A entrada da varejista de moda C&A (CEAB3) e da gigante de shoppings ALLOS (ALOS3) reflete um movimento de busca por empresas que possuem Resiliência Operacional aliada a metas ambientais e sociais claras.
Para o investidor, a inclusão desses ativos representa uma oportunidade de diversificação com foco em governança de alta qualidade.
Moda Sustentável e Gestão de Cadeia
A C&A tem se destacado pela rastreabilidade de sua cadeia de suprimentos e pelo avanço na economia circular, utilizando materiais menos impactantes. Na visão da B4, este é um caso típico de Integridade de Ativos: quando a sustentabilidade sai do discurso e entra na gestão de estoque e produção, ela reduz riscos e aumenta a eficiência.

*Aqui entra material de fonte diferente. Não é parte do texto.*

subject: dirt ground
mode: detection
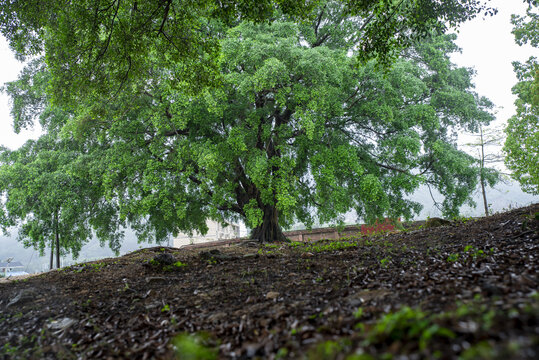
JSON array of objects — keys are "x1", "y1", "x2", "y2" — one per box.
[{"x1": 0, "y1": 204, "x2": 539, "y2": 360}]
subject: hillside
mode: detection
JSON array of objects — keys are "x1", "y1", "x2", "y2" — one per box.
[{"x1": 0, "y1": 204, "x2": 539, "y2": 359}]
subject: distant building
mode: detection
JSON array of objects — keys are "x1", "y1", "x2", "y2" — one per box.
[
  {"x1": 173, "y1": 220, "x2": 240, "y2": 247},
  {"x1": 0, "y1": 261, "x2": 28, "y2": 277}
]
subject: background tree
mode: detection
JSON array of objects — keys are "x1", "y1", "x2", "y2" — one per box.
[
  {"x1": 0, "y1": 135, "x2": 120, "y2": 269},
  {"x1": 0, "y1": 59, "x2": 122, "y2": 269},
  {"x1": 466, "y1": 125, "x2": 505, "y2": 216},
  {"x1": 504, "y1": 2, "x2": 539, "y2": 194}
]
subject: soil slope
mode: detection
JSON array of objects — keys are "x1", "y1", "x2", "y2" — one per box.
[{"x1": 0, "y1": 204, "x2": 539, "y2": 359}]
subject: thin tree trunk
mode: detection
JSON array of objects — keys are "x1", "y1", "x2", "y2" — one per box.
[
  {"x1": 251, "y1": 206, "x2": 288, "y2": 243},
  {"x1": 49, "y1": 239, "x2": 54, "y2": 270},
  {"x1": 479, "y1": 126, "x2": 489, "y2": 216}
]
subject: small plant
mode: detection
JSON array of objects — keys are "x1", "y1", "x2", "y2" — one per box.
[
  {"x1": 364, "y1": 306, "x2": 456, "y2": 350},
  {"x1": 447, "y1": 253, "x2": 460, "y2": 262}
]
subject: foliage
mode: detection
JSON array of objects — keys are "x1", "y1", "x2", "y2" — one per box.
[
  {"x1": 504, "y1": 2, "x2": 539, "y2": 194},
  {"x1": 466, "y1": 125, "x2": 503, "y2": 216},
  {"x1": 0, "y1": 1, "x2": 498, "y2": 241},
  {"x1": 0, "y1": 0, "x2": 495, "y2": 105},
  {"x1": 0, "y1": 135, "x2": 120, "y2": 266}
]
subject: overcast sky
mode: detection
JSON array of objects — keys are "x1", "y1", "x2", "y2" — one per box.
[{"x1": 0, "y1": 0, "x2": 539, "y2": 149}]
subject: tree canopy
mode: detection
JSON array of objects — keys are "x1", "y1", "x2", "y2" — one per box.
[
  {"x1": 3, "y1": 1, "x2": 498, "y2": 241},
  {"x1": 504, "y1": 2, "x2": 539, "y2": 194},
  {"x1": 0, "y1": 0, "x2": 495, "y2": 105}
]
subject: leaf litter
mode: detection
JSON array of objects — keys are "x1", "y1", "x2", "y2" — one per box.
[{"x1": 0, "y1": 204, "x2": 539, "y2": 360}]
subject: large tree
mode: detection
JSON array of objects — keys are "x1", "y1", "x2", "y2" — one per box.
[
  {"x1": 504, "y1": 2, "x2": 539, "y2": 194},
  {"x1": 1, "y1": 1, "x2": 498, "y2": 241},
  {"x1": 34, "y1": 16, "x2": 491, "y2": 241}
]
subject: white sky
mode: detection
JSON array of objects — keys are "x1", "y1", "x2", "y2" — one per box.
[{"x1": 0, "y1": 0, "x2": 539, "y2": 149}]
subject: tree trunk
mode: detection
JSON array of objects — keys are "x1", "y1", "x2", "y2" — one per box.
[
  {"x1": 479, "y1": 126, "x2": 488, "y2": 216},
  {"x1": 49, "y1": 239, "x2": 54, "y2": 270},
  {"x1": 54, "y1": 212, "x2": 60, "y2": 269},
  {"x1": 251, "y1": 206, "x2": 288, "y2": 243}
]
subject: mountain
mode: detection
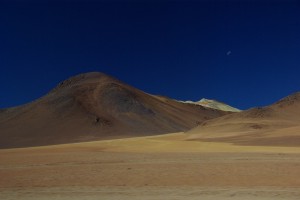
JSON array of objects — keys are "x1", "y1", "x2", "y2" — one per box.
[
  {"x1": 0, "y1": 72, "x2": 228, "y2": 148},
  {"x1": 187, "y1": 92, "x2": 300, "y2": 146},
  {"x1": 181, "y1": 98, "x2": 241, "y2": 112}
]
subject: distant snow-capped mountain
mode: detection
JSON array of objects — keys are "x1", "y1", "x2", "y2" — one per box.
[{"x1": 181, "y1": 98, "x2": 241, "y2": 112}]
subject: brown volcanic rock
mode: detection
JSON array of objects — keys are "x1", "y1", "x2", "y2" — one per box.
[
  {"x1": 188, "y1": 92, "x2": 300, "y2": 146},
  {"x1": 0, "y1": 72, "x2": 227, "y2": 148}
]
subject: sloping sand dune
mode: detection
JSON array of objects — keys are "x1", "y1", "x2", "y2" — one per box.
[
  {"x1": 0, "y1": 72, "x2": 228, "y2": 148},
  {"x1": 188, "y1": 93, "x2": 300, "y2": 146}
]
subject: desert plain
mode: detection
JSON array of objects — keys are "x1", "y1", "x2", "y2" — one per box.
[{"x1": 0, "y1": 132, "x2": 300, "y2": 200}]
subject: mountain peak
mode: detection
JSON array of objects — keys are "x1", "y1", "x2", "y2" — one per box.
[{"x1": 182, "y1": 98, "x2": 241, "y2": 112}]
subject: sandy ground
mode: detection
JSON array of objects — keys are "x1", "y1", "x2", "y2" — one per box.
[{"x1": 0, "y1": 133, "x2": 300, "y2": 200}]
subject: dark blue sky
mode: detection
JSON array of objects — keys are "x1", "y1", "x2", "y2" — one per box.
[{"x1": 0, "y1": 0, "x2": 300, "y2": 109}]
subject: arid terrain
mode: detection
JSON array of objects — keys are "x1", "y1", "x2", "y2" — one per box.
[
  {"x1": 0, "y1": 72, "x2": 300, "y2": 200},
  {"x1": 0, "y1": 133, "x2": 300, "y2": 200}
]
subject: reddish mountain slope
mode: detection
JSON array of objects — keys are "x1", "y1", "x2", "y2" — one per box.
[{"x1": 0, "y1": 72, "x2": 227, "y2": 148}]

Eficiência Energética e Valorização de Ativos
A ALLOS, por sua vez, tem focado na descarbonização de suas operações e na gestão de resíduos em seus shoppings. Ativos imobiliários que investem em energia limpa e eficiência hídrica possuem menor custo operacional e maior valor patrimonial, o que gera o chamado "Alpha" para os acionistas.

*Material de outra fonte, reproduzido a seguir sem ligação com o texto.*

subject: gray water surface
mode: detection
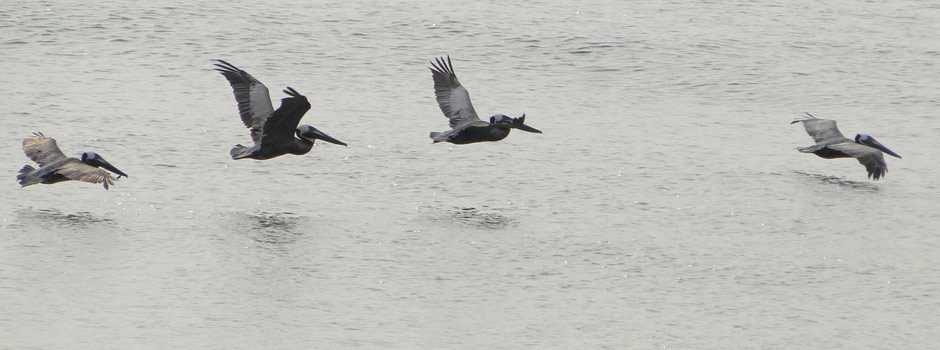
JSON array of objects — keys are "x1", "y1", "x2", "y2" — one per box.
[{"x1": 0, "y1": 0, "x2": 940, "y2": 349}]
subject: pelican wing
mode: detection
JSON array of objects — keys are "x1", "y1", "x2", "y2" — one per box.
[
  {"x1": 794, "y1": 115, "x2": 848, "y2": 145},
  {"x1": 826, "y1": 142, "x2": 888, "y2": 180},
  {"x1": 56, "y1": 158, "x2": 114, "y2": 189},
  {"x1": 23, "y1": 132, "x2": 68, "y2": 167},
  {"x1": 215, "y1": 60, "x2": 274, "y2": 143},
  {"x1": 430, "y1": 56, "x2": 480, "y2": 128},
  {"x1": 261, "y1": 86, "x2": 310, "y2": 143}
]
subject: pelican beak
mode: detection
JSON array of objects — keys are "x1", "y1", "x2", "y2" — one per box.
[
  {"x1": 865, "y1": 136, "x2": 901, "y2": 159},
  {"x1": 513, "y1": 113, "x2": 542, "y2": 134},
  {"x1": 94, "y1": 156, "x2": 128, "y2": 178},
  {"x1": 304, "y1": 127, "x2": 347, "y2": 146}
]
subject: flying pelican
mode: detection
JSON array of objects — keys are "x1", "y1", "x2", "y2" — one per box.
[
  {"x1": 16, "y1": 132, "x2": 127, "y2": 190},
  {"x1": 429, "y1": 55, "x2": 542, "y2": 145},
  {"x1": 790, "y1": 113, "x2": 901, "y2": 180},
  {"x1": 215, "y1": 60, "x2": 346, "y2": 160}
]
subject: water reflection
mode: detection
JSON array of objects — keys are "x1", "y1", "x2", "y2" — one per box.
[
  {"x1": 16, "y1": 207, "x2": 114, "y2": 227},
  {"x1": 794, "y1": 170, "x2": 880, "y2": 191},
  {"x1": 230, "y1": 212, "x2": 303, "y2": 245},
  {"x1": 448, "y1": 206, "x2": 516, "y2": 230}
]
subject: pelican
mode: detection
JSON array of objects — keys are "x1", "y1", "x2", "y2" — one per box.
[
  {"x1": 429, "y1": 55, "x2": 542, "y2": 145},
  {"x1": 16, "y1": 132, "x2": 127, "y2": 190},
  {"x1": 215, "y1": 60, "x2": 346, "y2": 160},
  {"x1": 790, "y1": 113, "x2": 901, "y2": 181}
]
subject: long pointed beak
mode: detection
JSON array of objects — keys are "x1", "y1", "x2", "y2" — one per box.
[
  {"x1": 516, "y1": 124, "x2": 542, "y2": 134},
  {"x1": 95, "y1": 156, "x2": 129, "y2": 177},
  {"x1": 867, "y1": 137, "x2": 901, "y2": 159},
  {"x1": 312, "y1": 129, "x2": 348, "y2": 146},
  {"x1": 513, "y1": 113, "x2": 542, "y2": 134}
]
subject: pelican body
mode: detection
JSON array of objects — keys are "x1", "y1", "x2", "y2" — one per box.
[
  {"x1": 16, "y1": 132, "x2": 127, "y2": 190},
  {"x1": 215, "y1": 60, "x2": 346, "y2": 160},
  {"x1": 429, "y1": 56, "x2": 542, "y2": 145},
  {"x1": 790, "y1": 113, "x2": 901, "y2": 181}
]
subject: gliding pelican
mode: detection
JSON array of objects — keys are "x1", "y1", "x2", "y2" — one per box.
[
  {"x1": 430, "y1": 56, "x2": 542, "y2": 145},
  {"x1": 215, "y1": 60, "x2": 346, "y2": 160},
  {"x1": 16, "y1": 132, "x2": 127, "y2": 190},
  {"x1": 790, "y1": 113, "x2": 901, "y2": 180}
]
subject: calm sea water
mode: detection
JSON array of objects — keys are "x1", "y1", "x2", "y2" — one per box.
[{"x1": 0, "y1": 1, "x2": 940, "y2": 349}]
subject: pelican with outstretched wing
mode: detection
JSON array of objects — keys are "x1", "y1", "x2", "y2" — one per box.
[
  {"x1": 790, "y1": 113, "x2": 901, "y2": 180},
  {"x1": 215, "y1": 60, "x2": 346, "y2": 160},
  {"x1": 16, "y1": 132, "x2": 127, "y2": 190},
  {"x1": 430, "y1": 56, "x2": 542, "y2": 145}
]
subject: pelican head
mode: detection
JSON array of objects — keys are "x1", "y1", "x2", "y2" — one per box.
[
  {"x1": 855, "y1": 134, "x2": 901, "y2": 159},
  {"x1": 297, "y1": 124, "x2": 346, "y2": 146},
  {"x1": 490, "y1": 113, "x2": 542, "y2": 134},
  {"x1": 82, "y1": 152, "x2": 128, "y2": 178}
]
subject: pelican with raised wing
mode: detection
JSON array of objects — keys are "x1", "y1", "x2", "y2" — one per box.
[
  {"x1": 790, "y1": 113, "x2": 901, "y2": 180},
  {"x1": 16, "y1": 132, "x2": 127, "y2": 190},
  {"x1": 215, "y1": 60, "x2": 346, "y2": 160},
  {"x1": 429, "y1": 56, "x2": 542, "y2": 145}
]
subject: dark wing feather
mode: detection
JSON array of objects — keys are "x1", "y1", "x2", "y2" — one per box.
[
  {"x1": 215, "y1": 60, "x2": 274, "y2": 143},
  {"x1": 56, "y1": 158, "x2": 114, "y2": 189},
  {"x1": 827, "y1": 142, "x2": 888, "y2": 180},
  {"x1": 791, "y1": 113, "x2": 848, "y2": 145},
  {"x1": 430, "y1": 56, "x2": 480, "y2": 128},
  {"x1": 261, "y1": 86, "x2": 310, "y2": 143},
  {"x1": 23, "y1": 132, "x2": 68, "y2": 167}
]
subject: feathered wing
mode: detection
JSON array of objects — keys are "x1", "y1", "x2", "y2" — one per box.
[
  {"x1": 793, "y1": 113, "x2": 848, "y2": 145},
  {"x1": 56, "y1": 158, "x2": 114, "y2": 189},
  {"x1": 430, "y1": 56, "x2": 480, "y2": 128},
  {"x1": 215, "y1": 60, "x2": 274, "y2": 143},
  {"x1": 827, "y1": 142, "x2": 888, "y2": 180},
  {"x1": 23, "y1": 132, "x2": 68, "y2": 167},
  {"x1": 261, "y1": 86, "x2": 310, "y2": 143}
]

O Papel do BTG no Mercado de Capitais Verde
A curadoria do BTG Pactual funciona como um filtro de confiança para o mercado. Ao analisar métricas que vão além do financeiro, o banco reforça que o futuro das finanças brasileiras é indissociável da performance climática e social.
A sinergia entre o que o BTG recomenda opera está na Segurança Jurídica: ambas buscam garantir que o capital seja direcionado para ativos com lastro real e transparência total.